In paragraph 138 of its decision the tribunal stated: “…to proceed with the Project, when it will cause serious and irreversible harm to animal life, a species at risk and its habitat is not consistent with the general and renewable energy approval purpose of the EPA, protection and conservation of the natural environment, nor does it serve the public interest of section 47.5 [of the Environmental Protection Act].”
Therefore, the tribunal has found that even the laudable goal of promoting clean and renewable energy does not trump the public interest in protecting the environment in this case.
This has been the argument put forth by a countless number of groups, including those generally supportive of wind power, throughout this process. Ultimately, this was not and is not about the viability of wind power, this is about protecting the ecosystem of the South Shore of Prince Edward County. On that score, science and biodiversity won the day.

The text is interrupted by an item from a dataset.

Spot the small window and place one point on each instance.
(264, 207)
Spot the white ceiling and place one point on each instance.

The South Shore of Prince Edward County is the wrong ecosystem for this kind of industrial development. While we don’t yet know what this will mean for other projects on the County’s South Shore, it’s impossible to escape the conclusion reached by the tribunal that the massive reconstruction of roads necessary for projects like this to proceed is not in the long term interest of the environment.
The County is best served by being naturally green. Today’s decision from the tribunal only reaffirms that belief. It is my hope that the Liberal government will listen to the decision of the Environmental Review Tribunal they set up and protect the County’s natural ecosystems.